The Working Committee meeting of CITU, being held on 14-16 July 2017 at Shimla notes with serious concern the grievous impact of the GST launched by the Govt of India with much fanfare on 1st July 2017. The GST has adversely impacted the common people at large, particularly the workers in the unorganised sector, people engaged in small and decentralised manufacturing like tailoring, garments, textile, beedi, small drug manufacturing, construction, matches & fireworks and passenger & goods transport etc and also small traders. Even the insurance premium is not spared from high taxation. Normal activities in many of these sectors have been affected and/or collapsed leading to massive job losses. Tens of thousands of people, including traders and small manufacturers are coming out in spontaneous protests countrywide to voice their opposition to GST regime that threatens the viability of their occupations pushing them to virtual collapse. CITU members and cadres all over the country have joined the surging protest actions in a big way demanding relief and protection of employment.
The Working Committee of CITU notes the negative impact of the GST regime on small manufacturers, traders and the lakhs of workers employed in these establishments and fully appreciates the participation of the CITU cadres in the protests to express their anger and disapproval of the pro-corporate GST regime. The GST regime has also resulted in enormously higher burden of taxation on many essential commodities including medicines, making them costlier. It has imposed heavier burden on the mass of the people. This calls the bluff on the loud claims of the Govt that GST will result in reduction of prices. The GST regime has also subsumed the welfare related cess on non-coal mining, beedi, cine-sector etc, thereby taking away the welfare/social security related rights of the workers in concerned sector.
CITU also notes with serious concern the serious implication of the GST regime in severely undermining the federal structure of the Constitution, ultimately abrogating substantially the taxation related rights of the state governments. It makes the state governments more dependent on the central government in respect of resource generation and management. This is going to have serious adverse impact on the democratic set-up owing to greater concentration of resources and power with the central govt, promoting authoritarian trends.

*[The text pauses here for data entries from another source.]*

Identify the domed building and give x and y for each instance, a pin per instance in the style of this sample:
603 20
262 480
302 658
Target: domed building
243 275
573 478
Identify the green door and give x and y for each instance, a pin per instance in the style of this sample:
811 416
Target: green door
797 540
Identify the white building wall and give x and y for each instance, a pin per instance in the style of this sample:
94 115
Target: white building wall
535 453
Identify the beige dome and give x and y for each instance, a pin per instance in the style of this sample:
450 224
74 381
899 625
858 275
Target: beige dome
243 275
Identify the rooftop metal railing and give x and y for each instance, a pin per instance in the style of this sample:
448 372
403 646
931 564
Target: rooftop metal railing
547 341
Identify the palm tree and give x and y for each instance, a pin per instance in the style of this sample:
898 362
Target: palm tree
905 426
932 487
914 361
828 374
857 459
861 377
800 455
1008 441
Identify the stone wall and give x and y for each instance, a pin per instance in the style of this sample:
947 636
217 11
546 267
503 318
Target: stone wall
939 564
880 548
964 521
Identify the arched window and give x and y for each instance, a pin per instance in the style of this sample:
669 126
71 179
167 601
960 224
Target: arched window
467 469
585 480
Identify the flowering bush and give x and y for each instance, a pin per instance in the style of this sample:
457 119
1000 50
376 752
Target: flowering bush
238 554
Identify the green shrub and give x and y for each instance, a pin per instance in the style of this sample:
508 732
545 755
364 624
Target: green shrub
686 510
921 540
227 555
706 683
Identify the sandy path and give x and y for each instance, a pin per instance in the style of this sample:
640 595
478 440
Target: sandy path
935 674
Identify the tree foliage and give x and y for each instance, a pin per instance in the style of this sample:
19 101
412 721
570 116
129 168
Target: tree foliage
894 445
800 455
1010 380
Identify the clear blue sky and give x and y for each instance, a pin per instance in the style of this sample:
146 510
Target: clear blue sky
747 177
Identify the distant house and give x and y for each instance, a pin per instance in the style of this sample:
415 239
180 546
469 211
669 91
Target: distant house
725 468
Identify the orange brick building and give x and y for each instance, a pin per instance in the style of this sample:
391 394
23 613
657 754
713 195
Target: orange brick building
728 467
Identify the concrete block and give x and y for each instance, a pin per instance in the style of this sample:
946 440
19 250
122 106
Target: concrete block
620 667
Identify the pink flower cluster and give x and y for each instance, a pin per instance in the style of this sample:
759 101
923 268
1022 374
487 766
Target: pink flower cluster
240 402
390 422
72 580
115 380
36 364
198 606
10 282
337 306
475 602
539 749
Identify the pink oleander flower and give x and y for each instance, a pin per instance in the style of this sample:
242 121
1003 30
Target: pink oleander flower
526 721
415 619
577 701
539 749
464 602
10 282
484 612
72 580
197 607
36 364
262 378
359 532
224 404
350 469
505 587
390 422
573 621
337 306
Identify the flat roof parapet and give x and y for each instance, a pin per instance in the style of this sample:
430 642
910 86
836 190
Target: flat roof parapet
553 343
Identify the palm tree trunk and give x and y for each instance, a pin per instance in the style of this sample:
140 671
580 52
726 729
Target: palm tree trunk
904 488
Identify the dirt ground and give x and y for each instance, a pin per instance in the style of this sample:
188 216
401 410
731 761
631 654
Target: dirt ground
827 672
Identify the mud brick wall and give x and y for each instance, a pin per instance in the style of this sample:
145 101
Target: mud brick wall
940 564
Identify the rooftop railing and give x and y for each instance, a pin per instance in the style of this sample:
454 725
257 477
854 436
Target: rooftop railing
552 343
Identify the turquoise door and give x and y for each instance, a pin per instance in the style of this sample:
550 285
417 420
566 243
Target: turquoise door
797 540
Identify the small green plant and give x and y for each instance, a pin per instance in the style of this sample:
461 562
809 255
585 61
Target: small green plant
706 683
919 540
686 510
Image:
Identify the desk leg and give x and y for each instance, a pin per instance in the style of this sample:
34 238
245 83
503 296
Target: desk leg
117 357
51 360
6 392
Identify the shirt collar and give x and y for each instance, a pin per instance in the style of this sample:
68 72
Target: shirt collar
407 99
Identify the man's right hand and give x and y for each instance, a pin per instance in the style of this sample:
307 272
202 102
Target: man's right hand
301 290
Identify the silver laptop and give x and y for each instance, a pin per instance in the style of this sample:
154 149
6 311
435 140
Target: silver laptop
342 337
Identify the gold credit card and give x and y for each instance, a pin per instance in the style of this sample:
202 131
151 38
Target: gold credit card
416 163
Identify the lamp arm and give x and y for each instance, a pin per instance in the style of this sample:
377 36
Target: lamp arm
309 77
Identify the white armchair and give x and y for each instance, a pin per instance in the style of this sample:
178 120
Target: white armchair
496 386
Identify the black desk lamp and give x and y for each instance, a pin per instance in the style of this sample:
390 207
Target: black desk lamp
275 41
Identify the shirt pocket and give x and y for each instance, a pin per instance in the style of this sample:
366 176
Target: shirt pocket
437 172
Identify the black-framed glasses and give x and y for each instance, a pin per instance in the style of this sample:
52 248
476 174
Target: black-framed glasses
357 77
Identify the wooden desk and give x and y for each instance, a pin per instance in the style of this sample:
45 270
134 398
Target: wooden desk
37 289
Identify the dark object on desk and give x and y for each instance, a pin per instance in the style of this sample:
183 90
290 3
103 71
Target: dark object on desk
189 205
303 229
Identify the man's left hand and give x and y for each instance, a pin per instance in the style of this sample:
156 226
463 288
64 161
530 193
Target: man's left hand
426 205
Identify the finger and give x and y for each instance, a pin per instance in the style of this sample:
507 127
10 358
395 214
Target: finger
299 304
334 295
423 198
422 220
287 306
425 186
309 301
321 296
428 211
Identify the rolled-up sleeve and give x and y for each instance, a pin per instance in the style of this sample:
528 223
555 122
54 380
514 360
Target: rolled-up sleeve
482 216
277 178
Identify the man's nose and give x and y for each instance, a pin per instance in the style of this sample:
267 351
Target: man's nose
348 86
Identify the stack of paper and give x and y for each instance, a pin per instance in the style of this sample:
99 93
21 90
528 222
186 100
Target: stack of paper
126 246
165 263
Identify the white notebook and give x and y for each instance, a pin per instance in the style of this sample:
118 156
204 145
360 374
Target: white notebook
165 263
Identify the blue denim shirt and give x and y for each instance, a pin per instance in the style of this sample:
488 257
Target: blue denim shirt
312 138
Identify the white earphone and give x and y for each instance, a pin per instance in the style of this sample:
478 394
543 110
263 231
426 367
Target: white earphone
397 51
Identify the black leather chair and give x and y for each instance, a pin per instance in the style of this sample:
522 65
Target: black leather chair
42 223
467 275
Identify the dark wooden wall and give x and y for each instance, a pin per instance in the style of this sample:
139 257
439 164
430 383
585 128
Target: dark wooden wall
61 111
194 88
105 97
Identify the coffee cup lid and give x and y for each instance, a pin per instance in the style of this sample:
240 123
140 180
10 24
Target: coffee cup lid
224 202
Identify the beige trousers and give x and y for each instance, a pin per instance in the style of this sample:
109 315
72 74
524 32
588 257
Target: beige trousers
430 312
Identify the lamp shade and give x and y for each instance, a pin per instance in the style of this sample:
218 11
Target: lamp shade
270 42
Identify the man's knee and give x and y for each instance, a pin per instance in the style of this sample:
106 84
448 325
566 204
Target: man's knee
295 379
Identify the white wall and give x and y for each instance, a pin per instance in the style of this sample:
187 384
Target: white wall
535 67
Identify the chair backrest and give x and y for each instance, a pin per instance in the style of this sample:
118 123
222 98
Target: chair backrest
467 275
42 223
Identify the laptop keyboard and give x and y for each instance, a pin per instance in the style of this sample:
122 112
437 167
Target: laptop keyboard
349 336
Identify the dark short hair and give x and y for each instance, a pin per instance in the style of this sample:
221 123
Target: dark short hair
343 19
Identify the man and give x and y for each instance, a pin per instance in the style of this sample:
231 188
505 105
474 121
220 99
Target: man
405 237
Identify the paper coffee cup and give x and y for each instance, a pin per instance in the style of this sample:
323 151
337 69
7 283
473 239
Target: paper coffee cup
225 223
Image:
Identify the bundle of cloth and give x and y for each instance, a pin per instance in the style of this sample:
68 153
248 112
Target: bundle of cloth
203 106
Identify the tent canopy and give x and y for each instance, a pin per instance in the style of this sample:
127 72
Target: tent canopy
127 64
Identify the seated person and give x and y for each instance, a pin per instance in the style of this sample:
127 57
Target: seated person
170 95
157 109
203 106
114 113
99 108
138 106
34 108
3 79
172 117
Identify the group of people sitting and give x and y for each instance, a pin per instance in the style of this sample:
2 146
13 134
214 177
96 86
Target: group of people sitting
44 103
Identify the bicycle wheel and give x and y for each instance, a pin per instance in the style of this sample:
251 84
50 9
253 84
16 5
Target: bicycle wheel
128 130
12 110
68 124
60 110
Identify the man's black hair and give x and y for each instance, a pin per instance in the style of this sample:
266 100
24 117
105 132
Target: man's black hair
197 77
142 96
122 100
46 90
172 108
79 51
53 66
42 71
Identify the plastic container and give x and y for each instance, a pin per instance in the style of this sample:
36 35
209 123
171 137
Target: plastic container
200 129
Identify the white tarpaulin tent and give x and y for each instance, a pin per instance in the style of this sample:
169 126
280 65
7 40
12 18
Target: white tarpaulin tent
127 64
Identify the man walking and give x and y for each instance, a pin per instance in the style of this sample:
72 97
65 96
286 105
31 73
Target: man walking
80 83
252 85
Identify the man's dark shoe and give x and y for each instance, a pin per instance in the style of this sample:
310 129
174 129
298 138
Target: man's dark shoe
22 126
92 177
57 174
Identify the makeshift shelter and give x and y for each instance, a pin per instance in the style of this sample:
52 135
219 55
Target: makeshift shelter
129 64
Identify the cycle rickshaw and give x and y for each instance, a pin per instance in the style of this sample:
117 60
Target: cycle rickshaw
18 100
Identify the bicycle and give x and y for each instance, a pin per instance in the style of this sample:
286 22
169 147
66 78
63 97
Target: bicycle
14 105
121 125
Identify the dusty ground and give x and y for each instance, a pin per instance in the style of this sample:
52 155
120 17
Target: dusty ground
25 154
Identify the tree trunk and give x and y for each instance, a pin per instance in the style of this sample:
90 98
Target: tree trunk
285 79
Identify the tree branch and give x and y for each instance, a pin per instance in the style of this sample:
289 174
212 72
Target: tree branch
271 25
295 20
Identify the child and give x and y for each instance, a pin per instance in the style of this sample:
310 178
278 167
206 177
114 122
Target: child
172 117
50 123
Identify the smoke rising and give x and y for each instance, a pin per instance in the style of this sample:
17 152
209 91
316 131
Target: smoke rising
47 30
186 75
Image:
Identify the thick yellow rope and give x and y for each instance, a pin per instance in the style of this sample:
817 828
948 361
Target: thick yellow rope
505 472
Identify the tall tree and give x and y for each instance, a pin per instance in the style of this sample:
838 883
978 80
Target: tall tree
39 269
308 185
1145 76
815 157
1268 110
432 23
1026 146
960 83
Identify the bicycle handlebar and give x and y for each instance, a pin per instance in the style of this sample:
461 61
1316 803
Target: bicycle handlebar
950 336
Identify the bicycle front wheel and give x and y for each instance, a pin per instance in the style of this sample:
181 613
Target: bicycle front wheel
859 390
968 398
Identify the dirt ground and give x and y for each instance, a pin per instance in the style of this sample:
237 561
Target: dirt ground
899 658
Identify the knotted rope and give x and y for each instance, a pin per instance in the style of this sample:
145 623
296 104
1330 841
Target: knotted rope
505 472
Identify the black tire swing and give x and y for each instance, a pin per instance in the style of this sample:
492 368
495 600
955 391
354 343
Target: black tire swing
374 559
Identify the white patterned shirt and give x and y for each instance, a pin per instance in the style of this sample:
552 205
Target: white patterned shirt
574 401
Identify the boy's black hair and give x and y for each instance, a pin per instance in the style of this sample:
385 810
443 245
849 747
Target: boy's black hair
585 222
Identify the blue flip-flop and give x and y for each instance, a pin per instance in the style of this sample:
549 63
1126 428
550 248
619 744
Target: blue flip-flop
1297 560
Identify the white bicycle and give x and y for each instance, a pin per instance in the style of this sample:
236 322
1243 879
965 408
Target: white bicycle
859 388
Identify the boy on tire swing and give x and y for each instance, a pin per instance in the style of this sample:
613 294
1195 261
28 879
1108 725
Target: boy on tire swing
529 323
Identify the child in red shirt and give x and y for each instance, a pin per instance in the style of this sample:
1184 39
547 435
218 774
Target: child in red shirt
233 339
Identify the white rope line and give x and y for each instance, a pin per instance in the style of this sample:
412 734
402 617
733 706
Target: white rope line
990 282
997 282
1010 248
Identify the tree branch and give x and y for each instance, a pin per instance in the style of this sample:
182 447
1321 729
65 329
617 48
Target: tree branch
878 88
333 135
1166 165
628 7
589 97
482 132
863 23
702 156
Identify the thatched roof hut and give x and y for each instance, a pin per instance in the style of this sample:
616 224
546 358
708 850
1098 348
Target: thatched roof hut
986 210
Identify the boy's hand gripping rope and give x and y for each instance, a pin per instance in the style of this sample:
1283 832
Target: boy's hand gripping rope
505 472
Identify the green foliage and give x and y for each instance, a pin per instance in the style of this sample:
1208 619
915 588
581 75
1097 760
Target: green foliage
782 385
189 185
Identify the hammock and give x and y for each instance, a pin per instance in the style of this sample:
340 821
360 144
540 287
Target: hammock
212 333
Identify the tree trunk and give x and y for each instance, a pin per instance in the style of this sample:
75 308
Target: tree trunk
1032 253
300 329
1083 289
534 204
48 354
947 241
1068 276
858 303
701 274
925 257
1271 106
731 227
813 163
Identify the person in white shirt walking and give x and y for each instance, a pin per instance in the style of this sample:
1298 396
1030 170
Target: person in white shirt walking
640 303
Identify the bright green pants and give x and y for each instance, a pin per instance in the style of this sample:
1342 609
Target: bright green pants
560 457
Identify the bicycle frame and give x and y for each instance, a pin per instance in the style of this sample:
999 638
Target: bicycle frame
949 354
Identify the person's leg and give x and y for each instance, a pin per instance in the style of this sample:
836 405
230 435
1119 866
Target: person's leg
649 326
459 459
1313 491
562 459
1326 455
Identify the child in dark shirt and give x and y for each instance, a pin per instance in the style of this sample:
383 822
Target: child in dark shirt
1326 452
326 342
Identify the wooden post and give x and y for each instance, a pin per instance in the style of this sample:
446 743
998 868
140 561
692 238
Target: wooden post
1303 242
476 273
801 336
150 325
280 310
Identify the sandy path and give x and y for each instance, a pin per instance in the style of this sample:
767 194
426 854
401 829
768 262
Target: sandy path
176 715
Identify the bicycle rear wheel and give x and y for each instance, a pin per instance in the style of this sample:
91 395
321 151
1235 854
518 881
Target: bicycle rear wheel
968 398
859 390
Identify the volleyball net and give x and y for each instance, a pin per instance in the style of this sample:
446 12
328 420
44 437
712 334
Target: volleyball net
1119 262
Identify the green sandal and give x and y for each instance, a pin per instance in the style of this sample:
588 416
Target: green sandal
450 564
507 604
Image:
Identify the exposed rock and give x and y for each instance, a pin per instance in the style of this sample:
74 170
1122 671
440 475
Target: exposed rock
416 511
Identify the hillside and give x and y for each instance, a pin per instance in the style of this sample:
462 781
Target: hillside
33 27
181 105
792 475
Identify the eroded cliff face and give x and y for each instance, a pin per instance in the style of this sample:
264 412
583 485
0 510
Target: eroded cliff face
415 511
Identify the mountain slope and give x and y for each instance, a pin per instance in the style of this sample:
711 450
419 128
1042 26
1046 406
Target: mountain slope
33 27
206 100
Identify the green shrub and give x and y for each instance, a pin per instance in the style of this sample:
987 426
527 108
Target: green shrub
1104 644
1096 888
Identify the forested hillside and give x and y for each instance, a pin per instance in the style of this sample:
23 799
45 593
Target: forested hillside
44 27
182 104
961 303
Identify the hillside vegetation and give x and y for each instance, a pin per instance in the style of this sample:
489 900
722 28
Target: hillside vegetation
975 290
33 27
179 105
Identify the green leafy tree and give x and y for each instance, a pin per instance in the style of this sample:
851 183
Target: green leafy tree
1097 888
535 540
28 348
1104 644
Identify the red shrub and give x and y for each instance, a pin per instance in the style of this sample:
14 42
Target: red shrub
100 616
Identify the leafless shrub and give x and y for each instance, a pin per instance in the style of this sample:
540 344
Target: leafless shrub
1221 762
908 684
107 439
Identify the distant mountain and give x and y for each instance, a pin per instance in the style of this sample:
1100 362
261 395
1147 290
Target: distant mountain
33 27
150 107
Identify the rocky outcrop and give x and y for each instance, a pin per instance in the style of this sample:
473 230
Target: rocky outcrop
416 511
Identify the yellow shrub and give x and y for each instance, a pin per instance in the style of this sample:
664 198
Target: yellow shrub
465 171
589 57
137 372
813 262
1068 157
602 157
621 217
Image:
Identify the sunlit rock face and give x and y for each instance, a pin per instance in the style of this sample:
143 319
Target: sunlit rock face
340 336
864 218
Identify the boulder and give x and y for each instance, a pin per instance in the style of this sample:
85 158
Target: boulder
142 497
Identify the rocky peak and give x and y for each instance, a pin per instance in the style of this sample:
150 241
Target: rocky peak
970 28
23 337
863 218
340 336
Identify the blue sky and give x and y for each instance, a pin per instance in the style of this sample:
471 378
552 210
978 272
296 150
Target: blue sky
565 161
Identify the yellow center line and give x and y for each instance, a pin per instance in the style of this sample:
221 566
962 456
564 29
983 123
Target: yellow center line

CITU demands that the already heavy burden of indirect tax on the common people should not be allowed to cross the pre-GST levels. Instead, it must be lowered substantially on all essential commodities and it should be zero on all essential medicines. The cess-funded welfare benefits for the workers of beedi, mining, cine and other sectors should continue unhindered. At the same time, in the context of the post-GST impact on the people and various sectors of the economy, the GST regime warrants a thorough review and reconsideration.
The working committee of CITU calls upon the working class and CITU unions in particular to extend full solidarity to the emerging protests against the GST regime and its disastrous impact on workers and small traders/manufacturers. It calls upon all its committees to actively intervene in channelizing the anger and unrest among the people in different parts of the country into struggles against the anti-people and anti-worker and pro-corporate policies of the government.